As mentioned above, he is perceived as the guardian deity of Gion-shoja but he also is perceived as the suijaku (trace manifestation) of Yakushi-nyorai of Joruri-sekai (the realm known as Joruri or Pure Lapis Lazuli in the eastern quarter, Sk: Vaiduryanirbhasa). He is also said to be a deity stemming from Ox-head Mountain of Shiragi (the Silla dynasty). According to the extant "Bingonokuni Fudoki (ancient records of culture and geography of Bingo Province)" included in "Shaku Nihongi (Chronicle of Japanese History)," he was a prince of Buto Tenjin, his name was written as Gozu Tenno, he married a daughter of Shakara Ryuo, one of the Hachidai Ryuo (Eight Dragons) and he had eight princes.

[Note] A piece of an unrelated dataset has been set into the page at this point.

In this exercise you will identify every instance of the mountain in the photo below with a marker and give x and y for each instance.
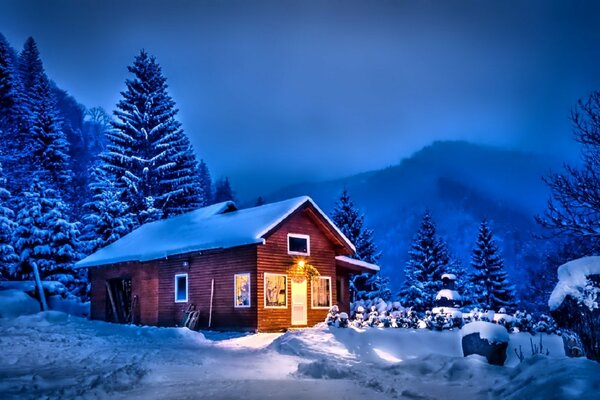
(460, 183)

In Japan, he amalgamated with Susanoo as he was a deity of ferocious nature and was enshrined at Yasaka-jinja Shrine in Gion, Kyoto and was worshiped as Joeki-shin (a god that protects against plague). He is said to be a deity who has concurrently the aspect of Yakubyo-gami (a deity of the transmission of epidemics). It is said that although he spreads diseases, he bestows remedies for all diseases on farmers who welcome him kindly. During the Heian period, people in urban areas started to worship him and he became the object of worship in Gion Goryo-e (the Gion Matsuri Festival). The faith for Gozu Tenno and Susanoo, which is the syncretism of Shinto and Buddhism, is called Gion veneration, which had spread nationwide by the Medieval period.

He was enshrined at Hiromine-jinja Shrine, Yasaka-jinja Shrine, Tsushima-jinja Shrine, Hikawa-jinja Shrine and their branch shrines, but subsequent to the separation of Buddhism and Shintoism in the Meiji period, these shrines have became shrines to Susanoo. However, in Nara, Kyoto and Niigata prefectures and others nationwide, there still are several shrines, including Tenno-jinja Shrine, that enshrine Gozu Tenno.

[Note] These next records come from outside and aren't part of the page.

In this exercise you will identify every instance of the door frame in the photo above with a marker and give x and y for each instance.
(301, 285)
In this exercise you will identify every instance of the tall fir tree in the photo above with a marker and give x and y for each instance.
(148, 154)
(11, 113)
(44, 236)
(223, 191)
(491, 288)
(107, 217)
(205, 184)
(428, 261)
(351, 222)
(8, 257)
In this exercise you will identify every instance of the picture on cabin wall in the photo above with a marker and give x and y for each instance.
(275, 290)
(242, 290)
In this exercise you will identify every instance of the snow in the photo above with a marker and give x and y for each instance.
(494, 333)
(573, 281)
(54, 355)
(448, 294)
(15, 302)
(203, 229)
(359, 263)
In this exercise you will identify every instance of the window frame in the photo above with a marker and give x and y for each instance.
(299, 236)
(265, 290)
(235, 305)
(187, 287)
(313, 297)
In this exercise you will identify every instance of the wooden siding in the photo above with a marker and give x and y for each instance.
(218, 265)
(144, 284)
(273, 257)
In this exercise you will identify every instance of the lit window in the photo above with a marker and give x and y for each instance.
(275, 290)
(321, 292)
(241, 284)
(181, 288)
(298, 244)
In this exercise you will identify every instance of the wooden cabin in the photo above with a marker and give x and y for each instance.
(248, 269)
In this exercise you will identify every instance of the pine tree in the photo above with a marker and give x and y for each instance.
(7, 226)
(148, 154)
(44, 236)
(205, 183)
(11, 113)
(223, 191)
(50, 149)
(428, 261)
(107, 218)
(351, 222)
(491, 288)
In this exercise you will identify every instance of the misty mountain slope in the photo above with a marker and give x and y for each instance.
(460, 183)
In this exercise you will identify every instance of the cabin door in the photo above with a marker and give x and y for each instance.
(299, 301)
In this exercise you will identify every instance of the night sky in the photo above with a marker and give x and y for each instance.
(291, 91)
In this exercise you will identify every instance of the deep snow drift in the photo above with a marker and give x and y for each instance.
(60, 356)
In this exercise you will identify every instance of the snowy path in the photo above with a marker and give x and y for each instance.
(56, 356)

Many of the place names that include the word 'Tenno,' such as 'Tennoz Isle,' are derived from Gozu Tenno.

Sominshorai Shison-no-mon (the gate for the descendants of Sominshorai)

Once upon a time, Gozu Tenno went on a journey in the disguise of an old man and asked for lodging at a certain village. On this occasion Kotanshorai, the wealthy younger brother, treated Gozu Tenno coldly, but the elder brother, Sominshorai, despite being poor, welcomed and entertained Gozu Tenno kindly.
Then, Gozu Tenno disclosed his identity and declared, 'In the near future, mortal disease will run rampant in this village, but I will save your family members.'
As predicted by him, when mortal disease rampaged the village, all the family members of Kotanshorai died but those of Sominshorai survived.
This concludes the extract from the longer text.